The new ad in the campaign feature a 35-year-old named Kristy who tried using e-cigarettes to quit smoking, but ended up continuing to smoke. She suffered a collapsed lung and was diagnosed with COPD, a chronic lung disease, before she was finally able to quit altogether.
The dangers of cigarettes are not unfounded as many e-cigarettes users already know. So of course, whether you vape or not, if you continue to use regular cigarettes you are putting yourself at risk. Nonetheless more experts than not, praise the ability of e-cigarettes, not only as cessation methods but as harm reducers.

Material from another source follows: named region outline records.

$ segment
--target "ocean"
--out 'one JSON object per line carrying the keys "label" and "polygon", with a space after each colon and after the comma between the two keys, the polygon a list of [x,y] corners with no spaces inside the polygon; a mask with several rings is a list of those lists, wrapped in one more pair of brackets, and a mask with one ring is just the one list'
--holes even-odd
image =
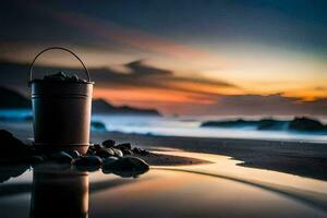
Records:
{"label": "ocean", "polygon": [[[0,110],[2,122],[31,122],[31,110]],[[257,138],[276,141],[295,141],[327,143],[327,133],[294,132],[287,130],[258,131],[254,126],[203,128],[201,123],[209,120],[259,120],[263,117],[146,117],[146,116],[108,116],[95,114],[93,121],[99,121],[108,131],[171,136]],[[279,120],[291,120],[292,117],[274,117]],[[319,118],[327,123],[327,118]]]}

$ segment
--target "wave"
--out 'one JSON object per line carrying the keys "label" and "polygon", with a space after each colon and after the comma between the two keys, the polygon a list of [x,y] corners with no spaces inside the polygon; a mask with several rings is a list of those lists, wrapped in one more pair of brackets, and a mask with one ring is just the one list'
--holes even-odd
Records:
{"label": "wave", "polygon": [[327,125],[313,118],[295,117],[292,120],[262,119],[262,120],[222,120],[205,121],[202,128],[252,128],[259,131],[296,131],[327,134]]}

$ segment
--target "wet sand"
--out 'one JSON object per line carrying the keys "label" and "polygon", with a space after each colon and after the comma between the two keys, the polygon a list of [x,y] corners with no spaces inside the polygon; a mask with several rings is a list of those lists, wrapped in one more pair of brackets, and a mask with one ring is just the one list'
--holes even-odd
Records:
{"label": "wet sand", "polygon": [[93,133],[93,138],[112,138],[131,142],[145,148],[168,147],[186,152],[208,153],[230,156],[243,162],[243,167],[268,169],[301,177],[327,180],[327,145],[317,143],[199,138],[178,136],[154,136],[124,134],[119,132]]}
{"label": "wet sand", "polygon": [[[1,123],[20,138],[33,136],[31,124]],[[242,162],[243,167],[268,169],[291,173],[301,177],[327,181],[327,144],[282,142],[242,138],[204,138],[155,136],[141,134],[124,134],[119,132],[93,132],[93,142],[102,142],[107,138],[118,143],[130,142],[133,146],[161,149],[172,148],[195,153],[207,153],[230,156]],[[199,159],[177,157],[154,157],[146,160],[150,165],[190,165],[204,164]]]}

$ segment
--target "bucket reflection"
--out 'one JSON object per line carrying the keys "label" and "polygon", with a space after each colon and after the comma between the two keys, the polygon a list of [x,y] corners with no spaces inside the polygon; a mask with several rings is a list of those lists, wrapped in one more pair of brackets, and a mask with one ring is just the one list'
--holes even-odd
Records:
{"label": "bucket reflection", "polygon": [[32,217],[88,217],[88,173],[35,169]]}

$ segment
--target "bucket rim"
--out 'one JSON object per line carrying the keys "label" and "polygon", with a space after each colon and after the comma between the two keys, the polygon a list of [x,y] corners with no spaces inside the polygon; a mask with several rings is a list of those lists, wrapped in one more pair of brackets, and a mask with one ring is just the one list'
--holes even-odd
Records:
{"label": "bucket rim", "polygon": [[33,81],[29,81],[28,82],[28,85],[32,85],[34,83],[62,83],[62,84],[65,84],[65,83],[75,83],[75,84],[90,84],[90,85],[94,85],[95,82],[92,82],[92,81],[45,81],[45,80],[41,80],[41,78],[34,78]]}

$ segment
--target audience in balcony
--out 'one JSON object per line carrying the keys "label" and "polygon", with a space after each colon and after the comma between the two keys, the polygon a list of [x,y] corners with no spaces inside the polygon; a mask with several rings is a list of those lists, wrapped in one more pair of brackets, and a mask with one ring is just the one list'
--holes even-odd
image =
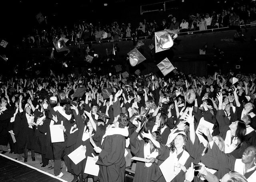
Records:
{"label": "audience in balcony", "polygon": [[[52,46],[52,40],[56,37],[68,39],[68,45],[74,45],[78,44],[80,41],[96,41],[98,42],[100,40],[120,40],[120,39],[131,38],[133,34],[138,39],[139,37],[153,36],[155,32],[165,29],[180,29],[181,32],[184,32],[218,28],[229,26],[230,16],[239,16],[240,24],[256,22],[255,5],[246,6],[237,3],[227,7],[226,9],[214,11],[210,14],[197,12],[195,16],[191,14],[184,18],[186,21],[182,22],[180,17],[174,16],[172,14],[169,15],[161,22],[155,20],[142,19],[138,27],[132,26],[130,23],[118,24],[115,22],[104,26],[100,22],[94,25],[84,22],[80,24],[75,24],[73,27],[65,26],[63,28],[63,27],[52,27],[48,30],[35,29],[21,40],[21,44],[24,46],[38,47]],[[203,21],[202,21],[202,18]],[[204,26],[204,22],[207,28]],[[101,30],[102,29],[105,29],[104,31]]]}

At a recent global anti-tobacco conference, Jean-Francois Etter, an associate professor at Geneva University, spoke out on the potential for e-cigarettes, even if they’re just used as replacements, “Alternatives to smoking do not need to be 100 percent safe, they just need to be much safer than tobacco cigarettes,” Etter said. “You choose the lesser of two evils.” As replacements, e-cigs provide a much safer alternative and truly hold an ability to reduce harm for users and those around them. However, e-cigarettes are also often effective to help people quit their nicotine habit altogether.

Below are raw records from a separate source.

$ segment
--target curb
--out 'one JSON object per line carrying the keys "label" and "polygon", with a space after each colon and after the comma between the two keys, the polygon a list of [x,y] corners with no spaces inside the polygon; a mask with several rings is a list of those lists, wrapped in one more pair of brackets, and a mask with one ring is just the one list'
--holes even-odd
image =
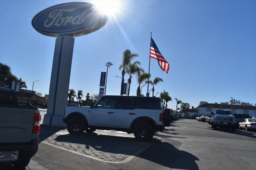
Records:
{"label": "curb", "polygon": [[147,146],[146,147],[144,147],[142,148],[141,149],[140,149],[140,150],[139,150],[138,152],[136,152],[134,154],[134,155],[130,155],[129,156],[128,156],[127,158],[126,158],[125,159],[124,159],[124,160],[122,160],[121,161],[116,161],[116,162],[115,162],[115,161],[108,161],[108,160],[104,160],[103,159],[100,159],[100,158],[96,158],[96,157],[95,157],[92,156],[90,156],[90,155],[86,155],[86,154],[83,154],[78,152],[76,152],[76,151],[74,151],[74,150],[70,150],[70,149],[67,149],[67,148],[62,148],[62,147],[61,147],[61,146],[58,146],[55,145],[54,144],[51,144],[50,143],[48,143],[48,142],[44,142],[44,141],[43,141],[41,142],[44,143],[44,144],[48,144],[48,145],[51,146],[53,146],[53,147],[55,147],[57,148],[58,148],[59,149],[62,149],[62,150],[66,150],[66,151],[70,152],[72,152],[72,153],[74,153],[74,154],[77,154],[78,155],[80,155],[80,156],[83,156],[86,157],[87,157],[88,158],[91,158],[91,159],[94,159],[94,160],[98,160],[98,161],[101,162],[102,162],[108,163],[110,163],[110,164],[123,164],[123,163],[127,163],[127,162],[129,162],[130,161],[132,160],[134,158],[137,156],[138,156],[139,154],[140,154],[140,153],[142,152],[144,150],[146,150],[148,148],[149,148],[150,146],[152,146],[153,144],[154,144],[155,143],[156,143],[158,142],[159,142],[161,140],[162,138],[161,137],[158,137],[158,136],[154,136],[154,138],[157,138],[157,139],[158,140],[157,140],[157,141],[155,141],[155,142],[152,142],[152,143],[148,145],[148,146]]}

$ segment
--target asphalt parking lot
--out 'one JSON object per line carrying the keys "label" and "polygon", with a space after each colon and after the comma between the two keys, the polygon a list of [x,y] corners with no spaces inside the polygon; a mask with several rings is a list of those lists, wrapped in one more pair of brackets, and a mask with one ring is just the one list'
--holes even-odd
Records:
{"label": "asphalt parking lot", "polygon": [[[120,132],[97,130],[94,135],[73,137],[65,129],[43,127],[48,133],[43,134],[42,131],[38,151],[26,169],[256,169],[255,132],[214,130],[210,127],[207,123],[180,119],[164,133],[156,134],[159,138],[149,144],[137,142],[132,135]],[[85,156],[86,152],[102,160],[114,158],[112,160],[119,163]],[[128,161],[120,162],[130,156]]]}

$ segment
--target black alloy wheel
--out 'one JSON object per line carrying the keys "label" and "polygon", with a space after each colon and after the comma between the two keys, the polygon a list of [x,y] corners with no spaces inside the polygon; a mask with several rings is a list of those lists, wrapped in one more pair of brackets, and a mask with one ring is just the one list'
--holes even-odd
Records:
{"label": "black alloy wheel", "polygon": [[68,131],[73,135],[80,135],[84,132],[85,128],[84,122],[79,117],[72,118],[67,123]]}
{"label": "black alloy wheel", "polygon": [[137,124],[134,128],[134,136],[136,139],[142,142],[146,142],[152,138],[154,131],[152,125],[148,123]]}

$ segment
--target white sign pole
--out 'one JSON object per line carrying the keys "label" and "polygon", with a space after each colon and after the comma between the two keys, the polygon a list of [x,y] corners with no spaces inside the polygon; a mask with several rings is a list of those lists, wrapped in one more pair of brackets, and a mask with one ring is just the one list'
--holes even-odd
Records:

At the same conference where Dr. Etter spoke, another expert touted the effectiveness of vaping in place of smoking. Konstantinos Farsalinos, is a researcher from the Onassis Cardiac Surgery Centre in Athens. He told the American Foreign Press that in a study of nearly 19,500 people, primarily from the United States and Europe, 81 percent said they had stopped smoking by using e-cigarettes. “In fact, they quit smoking very easily within the first month of the e-cigarette use on average,” Farsalinos said, “That’s something you don’t see with any other method of smoking cessation.” And he is not alone.
The Society for the Study of Addiction has also come out with their findings, showing e-cigarettes are more effective than other methods in the battle to quit smoking. Organizations like the University College in London and the American Heart Association have also come out in support of e-cigs as cessation methods, touting their effectiveness over other cessation methods and going cold turkey.

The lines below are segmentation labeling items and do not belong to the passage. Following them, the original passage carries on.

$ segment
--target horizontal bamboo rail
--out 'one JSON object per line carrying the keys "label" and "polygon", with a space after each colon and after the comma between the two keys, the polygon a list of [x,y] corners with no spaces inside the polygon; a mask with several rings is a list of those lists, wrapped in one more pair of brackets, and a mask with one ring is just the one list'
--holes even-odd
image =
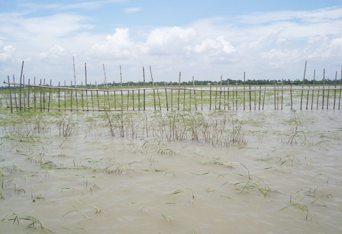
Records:
{"label": "horizontal bamboo rail", "polygon": [[[61,86],[60,85],[58,86],[52,86],[51,85],[51,80],[50,86],[46,86],[42,84],[41,81],[39,84],[36,84],[35,79],[34,84],[30,84],[29,80],[28,83],[25,84],[24,83],[24,81],[20,83],[10,82],[8,78],[8,82],[4,81],[4,83],[8,85],[9,88],[8,99],[10,104],[6,106],[11,108],[12,112],[13,109],[18,110],[28,109],[40,109],[41,111],[47,110],[48,111],[49,110],[71,111],[122,111],[128,110],[130,107],[132,110],[136,110],[137,109],[138,110],[145,110],[146,107],[154,108],[154,110],[161,110],[162,107],[168,110],[169,107],[171,107],[171,110],[173,110],[173,103],[177,102],[178,110],[179,110],[180,104],[182,104],[181,106],[183,106],[183,109],[186,108],[190,110],[192,106],[193,109],[197,110],[197,104],[200,105],[198,102],[200,101],[201,110],[203,109],[204,103],[205,106],[206,104],[208,104],[210,110],[212,109],[212,107],[214,106],[214,103],[215,109],[237,110],[238,106],[240,105],[240,108],[243,110],[260,110],[264,109],[266,99],[266,102],[274,104],[274,109],[282,109],[286,100],[290,101],[291,104],[289,103],[288,105],[290,105],[292,109],[294,101],[295,102],[297,99],[300,99],[301,109],[303,107],[306,107],[306,109],[308,109],[310,106],[312,109],[314,107],[317,107],[318,109],[319,106],[322,106],[322,109],[326,106],[327,109],[328,109],[330,102],[331,108],[332,106],[333,109],[336,109],[336,109],[340,109],[342,91],[342,87],[337,87],[336,85],[335,86],[325,87],[323,85],[323,87],[321,87],[315,86],[314,84],[313,84],[312,86],[309,85],[308,87],[304,87],[304,85],[301,87],[295,87],[291,85],[289,87],[284,86],[282,84],[281,86],[276,86],[275,84],[274,86],[270,86],[268,88],[266,86],[262,87],[261,86],[259,88],[257,88],[256,85],[254,85],[254,88],[252,88],[249,85],[248,88],[246,88],[244,86],[240,89],[238,88],[237,86],[229,87],[229,84],[228,87],[226,85],[222,87],[222,84],[220,85],[219,89],[218,88],[218,86],[214,89],[211,85],[204,89],[203,87],[196,88],[194,85],[191,87],[181,87],[180,85],[178,87],[167,87],[164,85],[164,87],[145,87],[144,85],[144,87],[140,87],[139,86],[138,88],[134,88],[132,86],[131,88],[128,87],[124,89],[122,88],[121,85],[121,88],[117,89],[114,86],[114,89],[111,89],[109,88],[107,81],[104,81],[106,83],[104,83],[103,89],[100,89],[98,88],[97,84],[95,86],[96,88],[94,88],[91,83],[85,87],[82,83],[82,87],[79,88],[73,87],[72,82],[71,86]],[[43,84],[45,84],[45,80]],[[65,85],[65,82],[64,84]],[[11,85],[13,88],[11,88]],[[27,89],[27,92],[25,92],[26,89]],[[159,90],[162,91],[159,92]],[[178,92],[178,95],[173,95],[174,91],[178,91],[175,92],[175,93]],[[116,95],[117,92],[121,95]],[[305,95],[303,97],[304,92]],[[106,99],[106,93],[108,100]],[[150,94],[149,97],[148,93]],[[156,95],[158,95],[157,98],[156,98]],[[294,97],[295,95],[297,95],[297,97]],[[161,98],[161,95],[162,96]],[[314,96],[317,97],[317,98],[314,99]],[[180,98],[181,96],[182,97],[182,98]],[[165,97],[164,99],[163,97]],[[322,101],[320,101],[320,97]],[[124,98],[125,99],[125,102],[123,102]],[[138,100],[137,106],[136,101],[134,105],[134,98]],[[151,98],[152,101],[151,101]],[[56,100],[57,99],[58,101]],[[88,100],[89,99],[90,100]],[[143,101],[140,102],[140,99],[142,99]],[[201,100],[197,101],[199,99],[201,99]],[[182,99],[183,103],[180,103]],[[316,99],[315,105],[313,103]],[[337,99],[338,101],[338,106]],[[76,101],[76,105],[74,104],[73,106],[73,100]],[[113,101],[114,107],[113,104],[111,107],[110,103]],[[1,101],[1,103],[3,101]],[[45,102],[47,105],[45,105]],[[309,102],[311,102],[311,105],[309,105]],[[97,107],[94,107],[94,103],[95,106],[97,103]],[[123,103],[126,103],[126,106],[124,107]],[[280,108],[279,105],[281,106]],[[80,106],[82,106],[82,108]],[[158,108],[157,106],[158,107]],[[254,108],[252,106],[254,106]]]}

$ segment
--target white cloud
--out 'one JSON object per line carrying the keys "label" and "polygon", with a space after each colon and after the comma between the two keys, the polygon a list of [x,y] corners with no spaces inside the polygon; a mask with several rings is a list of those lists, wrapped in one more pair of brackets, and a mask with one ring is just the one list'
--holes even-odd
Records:
{"label": "white cloud", "polygon": [[137,12],[138,11],[140,11],[141,9],[141,7],[129,7],[125,8],[124,10],[123,10],[123,11],[125,13],[135,13]]}

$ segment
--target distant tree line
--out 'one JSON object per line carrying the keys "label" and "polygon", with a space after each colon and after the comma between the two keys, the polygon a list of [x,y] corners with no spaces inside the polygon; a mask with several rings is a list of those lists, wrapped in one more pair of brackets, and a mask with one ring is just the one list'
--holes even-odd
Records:
{"label": "distant tree line", "polygon": [[[323,84],[323,81],[324,80],[322,79],[321,80],[315,80],[315,85],[322,85]],[[249,85],[249,84],[254,85],[274,85],[274,82],[275,82],[276,84],[277,85],[281,85],[282,84],[282,80],[280,79],[278,80],[275,80],[275,79],[247,79],[245,80],[244,82],[245,85]],[[220,85],[221,83],[220,81],[212,81],[212,80],[195,80],[195,85],[196,86],[204,86],[204,85]],[[290,79],[288,79],[287,80],[284,79],[283,80],[283,84],[284,85],[288,85],[290,84],[292,85],[302,85],[303,83],[303,80],[300,80],[299,79],[295,79],[295,80],[290,80]],[[242,80],[241,79],[238,79],[238,80],[233,80],[233,79],[225,79],[225,80],[222,80],[222,85],[227,85],[228,84],[230,85],[235,85],[236,84],[237,85],[243,85],[243,80]],[[304,83],[305,85],[309,85],[311,84],[312,85],[314,83],[314,80],[311,79],[310,80],[305,79],[304,80]],[[172,85],[173,86],[178,86],[179,85],[179,83],[178,82],[166,82],[165,84],[166,84],[167,86],[170,86]],[[325,79],[324,80],[324,84],[325,85],[334,85],[335,84],[337,85],[341,85],[341,79],[337,79],[335,80],[335,79],[331,79],[329,78]],[[144,83],[142,81],[139,81],[139,82],[133,82],[133,81],[128,81],[128,82],[122,82],[122,86],[131,86],[132,85],[134,85],[135,87],[137,87],[139,85],[140,85],[140,87],[142,87]],[[145,85],[146,86],[152,86],[153,85],[152,81],[148,81],[148,82],[145,82]],[[184,85],[193,85],[193,83],[192,80],[189,80],[188,81],[182,81],[181,82],[181,86],[184,86]],[[114,84],[113,83],[108,83],[108,85],[110,86],[114,86]],[[120,83],[115,83],[115,86],[116,87],[120,87],[121,85]],[[155,86],[156,86],[158,85],[158,87],[163,87],[164,86],[164,81],[157,81],[157,82],[154,82],[154,85]],[[49,85],[48,84],[45,84],[46,87],[49,87]],[[103,86],[104,84],[100,84],[98,85],[98,87],[99,88],[103,88]],[[70,87],[70,86],[67,85],[67,87]],[[81,85],[78,85],[77,86],[78,87],[81,87]],[[89,87],[90,85],[88,84],[88,86]],[[63,86],[64,87],[64,86]],[[17,85],[17,88],[18,88],[18,85]],[[8,86],[0,86],[0,89],[7,89],[8,88]],[[14,88],[13,86],[11,86],[10,88]]]}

Now while some will always continue to use both cigarettes and e-cigs, you cannot cut off the potential that e-cigs have to become true health benefits simply because regular cigarette are bad. The ad focuses on the e-cig, but the truth is it is the regular cigarette that made young Kristy, and millions of other sick. Not the e-cigarette.
The problem with dual use is it has implications for the U.S. Food and Drug Administration’s proposed regulation of e-cigarettes. Tobacco companies are developing products that they hope to show reduce harm from smoking. Which becomes harder to show if people continue to smoke the hazardous, combustible cigarettes.
In order to receive FDA approval as a true harm reducer, they must prove the products not only reduce risk to an individual who switches or quits but also to the population as a whole. This seems like a given to e-cig users, who know both of these facts to be true. However, the general consensus from organizations like the CDC, and others with strong political clout, seem to be to squash e-cigarettes altogether. The FDA currently has proposed a rule including the reviewing new vape devices before they are allowed to be sold and prohibiting sales of the devices to minors. However, regulation, if too stringent, stands to put the industry at risk which, unfortunately, trickles down to the consumer.
Ads like what the CDC is now promoting shift focus away from where it should really by, and attempt to blame the e-cigarette for the years of damage done from smoking regular cigarettes. It’s important to remember who the real bad guy is, and it’s not e-cigarettes.